Notebook development

Warning

In development. Recommendations may change. If you have comments, please open an issue

Note

This page provides practical instructions for how to work with notebooks, specifically using the VRE, but most of the advice applies anywhere. This guide is a work in progress and any contributions are welcome (contact us).

What are notebooks?

“Jupyter notebooks [..] allow data scientists to include their original code and interactive visuals alongside a detailed research or analysis output. This allows others to not only understand your analysis but also the story of how you got there, allowing the reader to interact directly with the data and insights.” (Justin Boylan-Toomey)

There are several ways notebooks are used:

  • Exploratory messing-around (example)
    • won’t be very tidy and reproducibility is low
    • easy way to quickly store your ideas for later or share with somebody else
  • Demonstrations and documentation (example)
    • used to demonstrate how to use a particular package / system
    • good way to showcase something and can be part of a wider documentation
  • Tutorials (scientific or otherwise) (example)
  • Reproducible scientific analysis (TODO: good example?)
    • high quality scientific content
    • portability and reproducibility is most important
    • can be supplementary material for a publication
  • Basis for interactive dashboards (example)
    • combining powerful libraries to deploy a low-maintenance dashboard backed by code in a notebook

Writing a notebook

Notebook contents

Preamble: The top of the notebook should contain the following things to orientate the user:

  • Short introduction to what the notebook contains, including links to related notebooks & relevant resources.
  • List of non-standard requirements for the notebook: e.g. data accessed by the notebook; additional packages to be installed. In the context of the VRE, non-standard here refers to anything not supported by the VRE currently (we can then investigate supporting these if appropriate).

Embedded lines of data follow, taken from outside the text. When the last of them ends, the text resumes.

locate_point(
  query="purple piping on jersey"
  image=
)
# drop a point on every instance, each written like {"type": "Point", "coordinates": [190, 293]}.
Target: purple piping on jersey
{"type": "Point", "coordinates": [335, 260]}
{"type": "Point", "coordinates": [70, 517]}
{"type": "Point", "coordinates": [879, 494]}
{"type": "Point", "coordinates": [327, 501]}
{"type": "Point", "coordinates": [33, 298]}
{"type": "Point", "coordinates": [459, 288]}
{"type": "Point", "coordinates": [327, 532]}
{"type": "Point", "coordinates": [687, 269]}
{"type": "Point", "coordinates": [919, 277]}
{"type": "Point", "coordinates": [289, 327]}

For a more sophisticated setup, consider a requirements.txt and/or environment.yml to specify packages (and versions).
  • Import all modules used in the notebook, and specify data file paths (use pathlib for platform-agnostic paths). This will make it clear what other resources (outside the notebook) are required to run it - if you can run this first code cell, you should be able to run the rest.

Organisation: Divide the notebook into manageable sections separated by sub-titles and descriptive text.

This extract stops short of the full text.